# The probability is 0.7 that a person shopping at a certain store spend less than \$20.00. For groups size of 22, find the mean number who spend less than \$20.00

Do they tell you the most probable amount spent? There are an infinite number of combinations of mean amount spent and standard deviation that can result in a 70% probability of spending \$20 or less. You need one additional bit of information to answer the question.

Does adding the word "WILL" help in answering the questions?

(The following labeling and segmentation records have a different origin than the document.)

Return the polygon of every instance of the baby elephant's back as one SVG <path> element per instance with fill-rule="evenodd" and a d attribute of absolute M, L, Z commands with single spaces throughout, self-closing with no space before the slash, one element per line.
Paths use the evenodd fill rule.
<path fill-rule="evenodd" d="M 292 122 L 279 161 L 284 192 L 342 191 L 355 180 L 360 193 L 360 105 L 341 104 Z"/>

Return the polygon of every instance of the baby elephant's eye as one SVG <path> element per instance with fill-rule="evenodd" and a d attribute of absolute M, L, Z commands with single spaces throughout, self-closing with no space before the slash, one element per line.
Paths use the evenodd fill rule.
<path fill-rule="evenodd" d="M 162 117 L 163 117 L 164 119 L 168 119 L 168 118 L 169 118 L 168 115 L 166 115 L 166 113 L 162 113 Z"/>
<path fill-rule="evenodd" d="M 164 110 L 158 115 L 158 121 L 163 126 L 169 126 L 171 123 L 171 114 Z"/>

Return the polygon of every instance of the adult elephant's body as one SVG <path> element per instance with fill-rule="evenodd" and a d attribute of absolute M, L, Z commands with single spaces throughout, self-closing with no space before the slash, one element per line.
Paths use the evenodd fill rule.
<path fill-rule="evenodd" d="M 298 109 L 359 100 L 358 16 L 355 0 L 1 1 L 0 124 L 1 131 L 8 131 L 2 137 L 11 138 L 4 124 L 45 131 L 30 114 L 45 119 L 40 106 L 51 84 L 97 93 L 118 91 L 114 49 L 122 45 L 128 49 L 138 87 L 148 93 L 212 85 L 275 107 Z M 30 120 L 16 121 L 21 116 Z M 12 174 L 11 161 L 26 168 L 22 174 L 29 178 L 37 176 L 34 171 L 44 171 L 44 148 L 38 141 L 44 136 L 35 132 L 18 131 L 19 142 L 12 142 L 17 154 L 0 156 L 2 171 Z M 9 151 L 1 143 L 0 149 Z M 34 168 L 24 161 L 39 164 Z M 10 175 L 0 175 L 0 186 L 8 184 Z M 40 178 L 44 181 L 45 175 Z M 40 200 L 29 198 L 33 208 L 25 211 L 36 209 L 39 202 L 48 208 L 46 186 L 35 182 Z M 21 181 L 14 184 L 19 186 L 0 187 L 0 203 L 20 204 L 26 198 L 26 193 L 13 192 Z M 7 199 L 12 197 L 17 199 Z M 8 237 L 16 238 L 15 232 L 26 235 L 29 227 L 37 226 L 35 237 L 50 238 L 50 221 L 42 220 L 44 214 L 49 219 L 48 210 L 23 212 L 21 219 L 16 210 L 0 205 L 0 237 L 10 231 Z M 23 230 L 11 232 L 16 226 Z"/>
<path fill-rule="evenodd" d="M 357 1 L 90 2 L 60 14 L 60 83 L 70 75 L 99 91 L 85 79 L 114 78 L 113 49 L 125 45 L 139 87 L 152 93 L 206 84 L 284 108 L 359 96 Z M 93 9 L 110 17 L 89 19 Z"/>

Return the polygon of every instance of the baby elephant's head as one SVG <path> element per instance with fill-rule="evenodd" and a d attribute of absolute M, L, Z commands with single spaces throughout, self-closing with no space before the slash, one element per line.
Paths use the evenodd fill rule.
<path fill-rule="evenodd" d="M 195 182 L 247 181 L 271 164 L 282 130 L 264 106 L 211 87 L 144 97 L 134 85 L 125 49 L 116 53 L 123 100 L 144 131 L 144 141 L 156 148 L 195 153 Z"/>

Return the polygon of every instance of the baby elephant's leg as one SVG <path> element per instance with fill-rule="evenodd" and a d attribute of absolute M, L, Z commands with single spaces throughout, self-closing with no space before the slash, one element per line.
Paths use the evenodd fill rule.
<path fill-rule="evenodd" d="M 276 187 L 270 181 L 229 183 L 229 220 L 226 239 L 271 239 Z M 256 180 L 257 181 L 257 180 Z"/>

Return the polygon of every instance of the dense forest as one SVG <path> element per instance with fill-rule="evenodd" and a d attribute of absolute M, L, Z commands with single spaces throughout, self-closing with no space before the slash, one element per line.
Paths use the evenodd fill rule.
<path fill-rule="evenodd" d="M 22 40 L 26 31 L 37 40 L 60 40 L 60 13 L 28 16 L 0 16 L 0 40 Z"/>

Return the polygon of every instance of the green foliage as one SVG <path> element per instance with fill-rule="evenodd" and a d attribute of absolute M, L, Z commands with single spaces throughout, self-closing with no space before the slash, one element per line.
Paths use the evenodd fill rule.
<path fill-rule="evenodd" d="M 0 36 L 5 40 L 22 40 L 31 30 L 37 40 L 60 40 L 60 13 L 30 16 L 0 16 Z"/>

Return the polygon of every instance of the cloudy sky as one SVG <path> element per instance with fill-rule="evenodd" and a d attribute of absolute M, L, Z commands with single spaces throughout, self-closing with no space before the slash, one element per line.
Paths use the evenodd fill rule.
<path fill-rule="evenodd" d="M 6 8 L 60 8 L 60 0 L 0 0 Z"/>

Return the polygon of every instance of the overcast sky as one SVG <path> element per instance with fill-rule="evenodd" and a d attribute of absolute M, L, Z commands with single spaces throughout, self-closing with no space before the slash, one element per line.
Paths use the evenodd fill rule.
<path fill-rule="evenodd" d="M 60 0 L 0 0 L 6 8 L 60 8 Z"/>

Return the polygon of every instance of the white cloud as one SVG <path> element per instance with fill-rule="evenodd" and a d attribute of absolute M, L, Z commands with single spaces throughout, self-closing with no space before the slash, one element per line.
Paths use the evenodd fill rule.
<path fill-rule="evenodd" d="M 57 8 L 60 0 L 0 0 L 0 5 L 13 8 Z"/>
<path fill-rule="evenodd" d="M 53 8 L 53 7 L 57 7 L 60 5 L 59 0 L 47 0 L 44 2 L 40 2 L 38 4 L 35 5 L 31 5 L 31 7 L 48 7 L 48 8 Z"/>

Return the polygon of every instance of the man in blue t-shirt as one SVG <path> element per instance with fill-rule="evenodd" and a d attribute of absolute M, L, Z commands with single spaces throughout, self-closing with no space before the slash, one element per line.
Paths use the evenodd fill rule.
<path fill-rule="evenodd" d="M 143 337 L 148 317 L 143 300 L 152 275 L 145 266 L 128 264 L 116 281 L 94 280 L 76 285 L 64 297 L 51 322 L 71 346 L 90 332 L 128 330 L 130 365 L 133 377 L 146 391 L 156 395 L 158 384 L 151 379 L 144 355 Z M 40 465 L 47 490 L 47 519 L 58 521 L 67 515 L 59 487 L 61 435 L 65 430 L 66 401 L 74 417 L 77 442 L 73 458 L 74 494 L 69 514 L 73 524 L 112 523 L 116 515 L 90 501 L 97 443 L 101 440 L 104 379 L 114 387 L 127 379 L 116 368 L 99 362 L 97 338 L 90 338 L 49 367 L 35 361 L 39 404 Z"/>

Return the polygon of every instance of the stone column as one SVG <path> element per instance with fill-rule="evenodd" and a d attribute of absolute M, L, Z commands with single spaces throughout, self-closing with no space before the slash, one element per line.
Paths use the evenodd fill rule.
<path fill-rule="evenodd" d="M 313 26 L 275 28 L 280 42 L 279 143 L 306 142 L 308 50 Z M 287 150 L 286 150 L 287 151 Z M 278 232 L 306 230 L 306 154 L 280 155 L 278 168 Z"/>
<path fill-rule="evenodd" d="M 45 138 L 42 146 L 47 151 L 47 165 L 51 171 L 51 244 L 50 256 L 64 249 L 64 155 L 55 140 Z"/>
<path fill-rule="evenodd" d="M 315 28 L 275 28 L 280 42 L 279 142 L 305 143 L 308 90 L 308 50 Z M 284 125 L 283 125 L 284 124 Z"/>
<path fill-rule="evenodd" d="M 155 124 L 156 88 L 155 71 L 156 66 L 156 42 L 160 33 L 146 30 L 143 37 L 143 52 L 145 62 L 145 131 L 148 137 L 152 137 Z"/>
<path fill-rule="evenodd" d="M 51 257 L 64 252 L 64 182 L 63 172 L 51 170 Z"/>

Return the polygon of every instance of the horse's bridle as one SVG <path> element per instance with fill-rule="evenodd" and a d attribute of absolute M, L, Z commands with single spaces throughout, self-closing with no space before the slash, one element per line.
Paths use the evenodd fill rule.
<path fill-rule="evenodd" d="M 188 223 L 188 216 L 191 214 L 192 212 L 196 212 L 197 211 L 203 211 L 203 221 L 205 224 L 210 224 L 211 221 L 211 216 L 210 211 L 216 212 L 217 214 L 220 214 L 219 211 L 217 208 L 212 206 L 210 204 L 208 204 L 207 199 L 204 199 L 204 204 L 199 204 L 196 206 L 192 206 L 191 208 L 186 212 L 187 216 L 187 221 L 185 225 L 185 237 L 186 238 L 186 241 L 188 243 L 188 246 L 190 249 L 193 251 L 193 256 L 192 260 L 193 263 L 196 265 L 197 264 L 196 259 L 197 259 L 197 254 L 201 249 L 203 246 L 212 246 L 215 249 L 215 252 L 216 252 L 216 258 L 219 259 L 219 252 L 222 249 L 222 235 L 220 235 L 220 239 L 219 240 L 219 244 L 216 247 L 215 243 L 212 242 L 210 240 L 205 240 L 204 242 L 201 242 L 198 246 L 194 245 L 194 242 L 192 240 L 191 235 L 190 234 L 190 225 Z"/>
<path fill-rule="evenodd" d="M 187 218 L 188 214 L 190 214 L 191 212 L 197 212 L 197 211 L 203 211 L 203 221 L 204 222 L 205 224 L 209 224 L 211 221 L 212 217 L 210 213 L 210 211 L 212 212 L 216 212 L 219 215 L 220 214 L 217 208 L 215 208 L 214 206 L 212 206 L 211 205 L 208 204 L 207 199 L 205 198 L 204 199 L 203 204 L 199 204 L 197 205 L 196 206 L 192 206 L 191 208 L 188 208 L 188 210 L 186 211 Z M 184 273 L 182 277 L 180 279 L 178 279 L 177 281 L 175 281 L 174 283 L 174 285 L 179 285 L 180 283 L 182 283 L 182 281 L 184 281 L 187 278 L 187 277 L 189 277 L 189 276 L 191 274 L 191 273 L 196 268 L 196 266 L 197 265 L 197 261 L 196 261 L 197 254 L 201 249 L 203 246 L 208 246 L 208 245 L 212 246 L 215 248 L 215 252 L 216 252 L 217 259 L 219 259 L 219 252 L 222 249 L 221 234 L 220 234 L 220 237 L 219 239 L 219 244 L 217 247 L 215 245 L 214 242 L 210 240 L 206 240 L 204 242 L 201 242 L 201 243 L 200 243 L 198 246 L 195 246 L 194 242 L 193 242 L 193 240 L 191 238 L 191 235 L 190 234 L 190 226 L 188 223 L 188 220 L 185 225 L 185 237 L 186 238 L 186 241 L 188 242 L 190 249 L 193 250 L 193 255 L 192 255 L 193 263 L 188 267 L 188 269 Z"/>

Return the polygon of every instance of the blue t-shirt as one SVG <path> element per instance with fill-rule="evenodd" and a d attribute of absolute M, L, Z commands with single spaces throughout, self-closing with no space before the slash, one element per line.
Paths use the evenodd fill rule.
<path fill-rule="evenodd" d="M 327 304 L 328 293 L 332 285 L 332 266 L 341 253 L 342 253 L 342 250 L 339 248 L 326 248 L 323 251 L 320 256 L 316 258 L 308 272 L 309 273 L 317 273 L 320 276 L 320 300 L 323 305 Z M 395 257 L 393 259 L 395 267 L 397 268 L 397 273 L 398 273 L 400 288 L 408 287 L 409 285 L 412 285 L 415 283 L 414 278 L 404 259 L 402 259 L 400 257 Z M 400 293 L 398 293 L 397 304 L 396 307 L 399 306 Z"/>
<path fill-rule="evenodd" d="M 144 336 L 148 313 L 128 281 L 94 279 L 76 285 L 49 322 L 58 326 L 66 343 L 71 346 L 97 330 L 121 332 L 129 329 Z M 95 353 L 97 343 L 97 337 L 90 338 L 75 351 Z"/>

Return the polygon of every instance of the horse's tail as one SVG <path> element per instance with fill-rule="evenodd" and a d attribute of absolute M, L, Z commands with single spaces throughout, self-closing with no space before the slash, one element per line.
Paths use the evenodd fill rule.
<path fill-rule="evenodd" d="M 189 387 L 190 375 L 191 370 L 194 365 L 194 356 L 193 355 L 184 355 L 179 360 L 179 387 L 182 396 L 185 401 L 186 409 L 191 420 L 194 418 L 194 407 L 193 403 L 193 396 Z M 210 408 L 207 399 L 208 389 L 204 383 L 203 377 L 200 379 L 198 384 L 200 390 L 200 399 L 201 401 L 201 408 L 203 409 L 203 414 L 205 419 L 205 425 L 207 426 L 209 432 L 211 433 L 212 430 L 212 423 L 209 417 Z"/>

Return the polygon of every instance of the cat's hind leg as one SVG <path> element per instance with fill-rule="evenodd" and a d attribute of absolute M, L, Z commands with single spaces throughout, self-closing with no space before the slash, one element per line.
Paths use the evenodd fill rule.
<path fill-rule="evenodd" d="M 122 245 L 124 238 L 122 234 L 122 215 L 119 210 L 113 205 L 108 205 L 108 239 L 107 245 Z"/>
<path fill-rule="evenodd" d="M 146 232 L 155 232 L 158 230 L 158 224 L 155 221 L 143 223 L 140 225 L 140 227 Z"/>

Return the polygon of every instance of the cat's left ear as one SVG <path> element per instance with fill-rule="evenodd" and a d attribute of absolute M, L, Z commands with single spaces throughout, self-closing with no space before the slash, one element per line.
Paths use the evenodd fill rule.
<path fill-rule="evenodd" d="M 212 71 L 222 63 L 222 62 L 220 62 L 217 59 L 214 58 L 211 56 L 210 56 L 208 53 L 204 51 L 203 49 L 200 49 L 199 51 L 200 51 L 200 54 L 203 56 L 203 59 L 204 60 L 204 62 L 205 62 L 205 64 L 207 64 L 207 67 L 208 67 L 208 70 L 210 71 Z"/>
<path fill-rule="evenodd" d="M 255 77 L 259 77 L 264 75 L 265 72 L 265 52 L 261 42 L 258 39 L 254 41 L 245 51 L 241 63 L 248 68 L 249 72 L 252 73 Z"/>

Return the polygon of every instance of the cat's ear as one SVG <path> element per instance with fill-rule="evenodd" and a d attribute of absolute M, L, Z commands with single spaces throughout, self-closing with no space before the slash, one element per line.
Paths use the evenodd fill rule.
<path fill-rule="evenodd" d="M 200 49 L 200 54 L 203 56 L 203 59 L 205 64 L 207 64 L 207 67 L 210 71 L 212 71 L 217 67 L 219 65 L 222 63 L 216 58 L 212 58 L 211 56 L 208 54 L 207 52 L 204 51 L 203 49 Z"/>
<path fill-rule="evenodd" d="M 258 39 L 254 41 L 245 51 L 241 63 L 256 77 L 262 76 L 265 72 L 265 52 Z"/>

Solve the problem: The probability is 0.7 that a person shopping at a certain store "WILL" spend less than \$20.00. For groups size of 22, find the mean number who spend less than \$20.00

## Yes, adding the word "WILL" in the problem statement does help in answering the question. The word "WILL" implies that we are looking for the number of individuals who will spend less than \$20.00, rather than the probability.

To find the mean number of people who will spend less than \$20.00, we can use the concept of a binomial distribution. In this case, we have a group size of 22, and the probability that an individual will spend less than \$20.00 is given as 0.7.

The mean number of people who will spend less than \$20.00 can be calculated by multiplying the group size by the probability.

Mean = Group size * Probability
Mean = 22 * 0.7
Mean = 15.4

Therefore, the mean number of people who will spend less than \$20.00 in a group size of 22 is 15.4.